If adopted, the controversial proposal would enable career women wanting to postpone children and those without a partner to put their fertility "on ice" by freezing their eggs for later use.
It could also mean that, if a woman gives permission at the time her eggs are harvested, then later dies, a surrogate could be impregnated with the embryo containing her egg - in effect creating a baby from the grave.
The committee has also paved the way for so-called saviour siblings - whose embryos have been pre-selected to create a child to aid a sick brother or sister - to include other relatives such as cousins and also assist those with non-genetic diseases, such as leukaemia.
At present, "saviour siblings" can be created to assist only with genetic diseases, such as Huntington's.

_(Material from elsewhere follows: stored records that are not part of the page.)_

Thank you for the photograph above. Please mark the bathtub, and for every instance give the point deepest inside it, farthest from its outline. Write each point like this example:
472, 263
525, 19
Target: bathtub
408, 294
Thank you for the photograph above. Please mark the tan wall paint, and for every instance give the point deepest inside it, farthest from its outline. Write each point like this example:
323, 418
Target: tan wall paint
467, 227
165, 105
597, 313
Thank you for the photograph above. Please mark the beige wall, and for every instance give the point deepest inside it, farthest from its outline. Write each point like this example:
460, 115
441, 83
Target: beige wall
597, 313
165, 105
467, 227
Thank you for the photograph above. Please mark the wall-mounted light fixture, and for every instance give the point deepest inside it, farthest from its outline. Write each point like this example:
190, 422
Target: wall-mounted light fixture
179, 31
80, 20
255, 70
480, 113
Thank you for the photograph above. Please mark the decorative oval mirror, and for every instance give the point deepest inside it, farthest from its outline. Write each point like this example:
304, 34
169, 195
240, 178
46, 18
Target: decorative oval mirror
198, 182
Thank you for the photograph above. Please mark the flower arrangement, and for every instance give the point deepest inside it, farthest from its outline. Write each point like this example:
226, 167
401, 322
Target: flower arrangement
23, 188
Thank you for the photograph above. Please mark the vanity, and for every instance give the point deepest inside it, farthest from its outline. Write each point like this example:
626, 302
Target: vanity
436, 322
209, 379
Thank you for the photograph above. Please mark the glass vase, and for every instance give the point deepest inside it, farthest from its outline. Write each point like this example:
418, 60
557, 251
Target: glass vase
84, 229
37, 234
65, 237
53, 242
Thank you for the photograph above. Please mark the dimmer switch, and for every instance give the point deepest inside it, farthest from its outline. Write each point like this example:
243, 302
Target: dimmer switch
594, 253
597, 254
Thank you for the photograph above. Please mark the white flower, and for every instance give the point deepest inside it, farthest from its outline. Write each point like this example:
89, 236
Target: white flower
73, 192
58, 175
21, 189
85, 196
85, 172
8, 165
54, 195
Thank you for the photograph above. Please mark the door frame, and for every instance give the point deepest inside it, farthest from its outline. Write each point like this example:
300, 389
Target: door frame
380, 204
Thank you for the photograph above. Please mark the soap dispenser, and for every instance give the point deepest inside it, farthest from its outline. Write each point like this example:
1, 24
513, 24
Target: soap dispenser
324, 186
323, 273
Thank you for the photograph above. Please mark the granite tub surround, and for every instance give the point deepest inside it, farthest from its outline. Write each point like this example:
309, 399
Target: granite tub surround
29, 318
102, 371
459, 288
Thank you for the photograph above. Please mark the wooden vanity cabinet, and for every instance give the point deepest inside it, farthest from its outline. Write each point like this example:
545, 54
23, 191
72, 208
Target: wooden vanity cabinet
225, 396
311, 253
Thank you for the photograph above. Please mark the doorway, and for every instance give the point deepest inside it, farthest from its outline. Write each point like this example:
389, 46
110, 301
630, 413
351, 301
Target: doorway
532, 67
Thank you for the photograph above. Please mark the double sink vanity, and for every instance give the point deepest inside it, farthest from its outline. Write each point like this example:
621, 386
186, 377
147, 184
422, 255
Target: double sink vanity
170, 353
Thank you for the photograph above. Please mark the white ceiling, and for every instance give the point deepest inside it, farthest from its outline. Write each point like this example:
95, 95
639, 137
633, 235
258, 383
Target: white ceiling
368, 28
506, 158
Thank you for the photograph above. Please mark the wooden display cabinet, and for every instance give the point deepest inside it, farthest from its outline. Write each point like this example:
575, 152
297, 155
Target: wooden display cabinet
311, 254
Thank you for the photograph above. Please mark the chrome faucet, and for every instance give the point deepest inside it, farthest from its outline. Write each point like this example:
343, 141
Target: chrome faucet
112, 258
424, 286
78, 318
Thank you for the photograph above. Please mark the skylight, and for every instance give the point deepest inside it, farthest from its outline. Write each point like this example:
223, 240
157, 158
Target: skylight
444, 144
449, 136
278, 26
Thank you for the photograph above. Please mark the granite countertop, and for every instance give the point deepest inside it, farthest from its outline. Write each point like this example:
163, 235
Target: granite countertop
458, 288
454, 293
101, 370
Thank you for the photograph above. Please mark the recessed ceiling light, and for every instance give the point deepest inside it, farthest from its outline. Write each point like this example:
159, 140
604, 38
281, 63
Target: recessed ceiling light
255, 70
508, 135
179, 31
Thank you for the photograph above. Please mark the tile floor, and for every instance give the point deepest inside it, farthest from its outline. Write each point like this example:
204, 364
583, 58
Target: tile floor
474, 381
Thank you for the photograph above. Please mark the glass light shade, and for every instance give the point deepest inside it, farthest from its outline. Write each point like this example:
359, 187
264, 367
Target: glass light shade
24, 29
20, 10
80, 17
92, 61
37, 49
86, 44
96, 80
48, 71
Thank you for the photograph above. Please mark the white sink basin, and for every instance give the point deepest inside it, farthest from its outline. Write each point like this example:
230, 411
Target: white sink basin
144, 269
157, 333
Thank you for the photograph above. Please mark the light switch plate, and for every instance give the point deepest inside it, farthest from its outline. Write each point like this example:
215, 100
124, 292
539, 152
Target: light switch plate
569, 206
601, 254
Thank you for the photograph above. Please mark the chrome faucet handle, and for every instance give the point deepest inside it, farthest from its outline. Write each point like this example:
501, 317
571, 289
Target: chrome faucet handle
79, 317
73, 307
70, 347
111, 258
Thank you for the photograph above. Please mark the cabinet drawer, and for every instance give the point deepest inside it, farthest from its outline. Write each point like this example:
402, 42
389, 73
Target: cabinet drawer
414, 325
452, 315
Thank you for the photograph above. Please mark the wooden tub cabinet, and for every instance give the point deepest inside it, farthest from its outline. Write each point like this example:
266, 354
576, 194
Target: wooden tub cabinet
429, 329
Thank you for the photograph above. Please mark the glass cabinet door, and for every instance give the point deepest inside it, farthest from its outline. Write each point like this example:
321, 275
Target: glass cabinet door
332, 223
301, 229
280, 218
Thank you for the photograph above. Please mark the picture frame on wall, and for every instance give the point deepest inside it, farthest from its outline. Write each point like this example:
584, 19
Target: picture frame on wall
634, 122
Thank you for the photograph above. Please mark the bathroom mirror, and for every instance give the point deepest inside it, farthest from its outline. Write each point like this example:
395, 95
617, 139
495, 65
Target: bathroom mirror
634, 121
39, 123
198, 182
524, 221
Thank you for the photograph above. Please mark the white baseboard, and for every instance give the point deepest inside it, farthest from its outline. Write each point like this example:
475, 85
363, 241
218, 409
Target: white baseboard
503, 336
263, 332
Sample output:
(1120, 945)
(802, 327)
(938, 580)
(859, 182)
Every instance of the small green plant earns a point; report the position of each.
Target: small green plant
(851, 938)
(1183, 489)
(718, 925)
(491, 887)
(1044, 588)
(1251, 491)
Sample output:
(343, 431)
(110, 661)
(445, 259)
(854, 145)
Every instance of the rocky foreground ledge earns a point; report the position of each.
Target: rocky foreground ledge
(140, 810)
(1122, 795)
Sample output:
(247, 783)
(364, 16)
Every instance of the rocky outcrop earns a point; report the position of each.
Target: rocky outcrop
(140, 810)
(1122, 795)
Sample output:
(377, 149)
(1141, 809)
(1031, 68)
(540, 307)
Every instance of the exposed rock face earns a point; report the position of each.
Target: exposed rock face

Fertility clinics are welcoming the proposals but the Catholic Bioethics Centre said it opposed the discarding of embryos that failed the selection process for "saviour siblings".
The Catholic Church was also concerned about life being created outside a "loving context", centre researcher John Kleinsman said.
The advisory committee believes about 25 women in New Zealand have had eggs frozen since 2005.
Spokesman Gareth Jones said that, worldwide, up to 600 children have been born from frozen eggs, with about 160 documented through IVF.
The committee believed that creating babies from frozen eggs was safe.
"There is no rational reason to expect problems - frozen sperm has been used for many, many years."
Cancer Society deputy chief executive Jan Pearson said treatment often left young patients infertile and freezing eggs would help them.